Resistance of herpes simplex virus to 9-[[2-hydroxy-1-(hydroxymethyl)ethoxy]methyl]guanine: physical mapping of drug synergism within the viral DNA polymerase locus.

Abstract

A herpes simplex virus type 2 (HSV-2) mutant TS6 (strain HG52) induces a heat-labile viral DNA polymerase at the nonpermissive temperature and is markedly resistant to 9-[[2-hydroxy-1-(hydroxymethyl)ethoxy]methyl]-guanine [2'-nor-2'-deoxyguanosine; 2'NDG]. This antiviral drug requires HSV thymidine kinase for phosphorylation to an active inhibitor (2'NDG-triphosphate), and thymidine kinase-deficient mutants of HSV exhibit varying degrees of resistance to 2'NDG, with the HSV type 1 (HSV-1) B2006 mutant (Kit) being markedly resistant. The ts6 mutation and the 2'ndgR-1 mutation within the viral DNA polymerase locus have been physically mapped by marker rescue and generation of HSV-1/HSV-2 intertypic recombinants.
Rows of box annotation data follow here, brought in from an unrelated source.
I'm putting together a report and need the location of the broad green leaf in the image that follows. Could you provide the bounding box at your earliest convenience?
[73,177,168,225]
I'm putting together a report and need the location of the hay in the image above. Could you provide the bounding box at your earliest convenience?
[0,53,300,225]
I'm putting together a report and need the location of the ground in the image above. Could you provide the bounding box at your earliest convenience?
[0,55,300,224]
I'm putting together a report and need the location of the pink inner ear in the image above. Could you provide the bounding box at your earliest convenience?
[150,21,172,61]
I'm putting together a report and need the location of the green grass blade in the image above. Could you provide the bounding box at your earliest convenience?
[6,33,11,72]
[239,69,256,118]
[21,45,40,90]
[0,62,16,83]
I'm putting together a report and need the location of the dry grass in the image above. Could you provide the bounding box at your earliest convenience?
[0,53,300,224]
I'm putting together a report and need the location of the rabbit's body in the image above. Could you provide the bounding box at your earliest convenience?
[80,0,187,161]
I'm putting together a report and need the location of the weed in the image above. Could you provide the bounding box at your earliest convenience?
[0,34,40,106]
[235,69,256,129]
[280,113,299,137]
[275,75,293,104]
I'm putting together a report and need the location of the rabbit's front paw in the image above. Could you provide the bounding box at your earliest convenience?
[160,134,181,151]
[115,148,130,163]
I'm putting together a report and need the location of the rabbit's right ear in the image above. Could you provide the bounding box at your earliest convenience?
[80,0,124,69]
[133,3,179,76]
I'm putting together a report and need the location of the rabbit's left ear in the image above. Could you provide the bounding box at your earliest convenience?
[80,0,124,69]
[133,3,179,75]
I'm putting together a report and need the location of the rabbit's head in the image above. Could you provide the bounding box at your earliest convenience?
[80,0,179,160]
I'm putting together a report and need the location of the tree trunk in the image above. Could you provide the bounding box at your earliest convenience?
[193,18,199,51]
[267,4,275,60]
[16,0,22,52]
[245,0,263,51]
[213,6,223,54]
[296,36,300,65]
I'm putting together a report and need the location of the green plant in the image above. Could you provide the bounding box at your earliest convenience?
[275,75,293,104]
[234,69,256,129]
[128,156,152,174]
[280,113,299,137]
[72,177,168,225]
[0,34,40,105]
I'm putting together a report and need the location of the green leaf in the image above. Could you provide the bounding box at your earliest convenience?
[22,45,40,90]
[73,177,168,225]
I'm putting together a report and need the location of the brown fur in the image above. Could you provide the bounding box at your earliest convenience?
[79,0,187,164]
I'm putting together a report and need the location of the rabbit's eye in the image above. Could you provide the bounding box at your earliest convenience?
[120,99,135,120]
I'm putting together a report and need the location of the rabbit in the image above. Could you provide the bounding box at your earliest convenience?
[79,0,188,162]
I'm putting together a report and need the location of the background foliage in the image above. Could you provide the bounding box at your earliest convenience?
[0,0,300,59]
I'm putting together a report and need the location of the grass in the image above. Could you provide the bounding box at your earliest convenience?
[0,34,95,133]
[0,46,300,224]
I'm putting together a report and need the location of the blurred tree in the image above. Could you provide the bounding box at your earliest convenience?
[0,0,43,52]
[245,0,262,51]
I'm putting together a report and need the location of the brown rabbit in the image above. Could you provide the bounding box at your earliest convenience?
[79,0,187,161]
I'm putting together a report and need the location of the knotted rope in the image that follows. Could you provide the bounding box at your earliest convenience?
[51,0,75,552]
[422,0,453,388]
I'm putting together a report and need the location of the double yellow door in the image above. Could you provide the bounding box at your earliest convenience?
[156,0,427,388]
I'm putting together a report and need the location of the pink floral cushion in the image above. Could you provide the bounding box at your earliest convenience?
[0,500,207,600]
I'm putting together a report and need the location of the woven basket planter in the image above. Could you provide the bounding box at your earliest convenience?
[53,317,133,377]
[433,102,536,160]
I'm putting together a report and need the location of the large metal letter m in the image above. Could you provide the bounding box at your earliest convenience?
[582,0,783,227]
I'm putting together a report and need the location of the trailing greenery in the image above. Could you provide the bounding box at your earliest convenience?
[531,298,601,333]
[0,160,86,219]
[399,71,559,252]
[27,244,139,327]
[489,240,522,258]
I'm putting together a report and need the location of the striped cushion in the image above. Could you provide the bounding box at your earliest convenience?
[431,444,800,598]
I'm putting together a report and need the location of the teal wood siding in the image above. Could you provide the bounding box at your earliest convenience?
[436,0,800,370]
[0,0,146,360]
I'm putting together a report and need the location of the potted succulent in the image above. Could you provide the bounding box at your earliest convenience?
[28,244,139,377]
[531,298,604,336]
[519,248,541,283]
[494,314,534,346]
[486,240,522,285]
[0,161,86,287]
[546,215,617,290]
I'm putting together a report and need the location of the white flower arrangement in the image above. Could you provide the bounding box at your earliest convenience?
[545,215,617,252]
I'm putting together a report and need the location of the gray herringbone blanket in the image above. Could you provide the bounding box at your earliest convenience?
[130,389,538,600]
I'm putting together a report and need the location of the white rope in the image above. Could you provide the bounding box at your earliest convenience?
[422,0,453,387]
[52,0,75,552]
The physical map limits for the ts6 mutation and 2'ndgR-1 mutation are closely linked within a 2.2-kilobase-pair region of DNA sequences and are physically separate from the paaR-1 and acvR-1 mutations. Resistance to 2'NDG by HSV-2 ts6 can be overcome in the presence of combinations of 2'NDG and phosphonoacetic acid, indicating drug synergism within the viral DNA polymerase locus. These physical mapping studies expand the limits of DNA sequences defining an active center in the viral polymerase to 3.5 kilobase pairs, indicating that regions spanning the entire polymerase polypeptide may contribute to a specialized surface able to interact with nucleotides of different structure.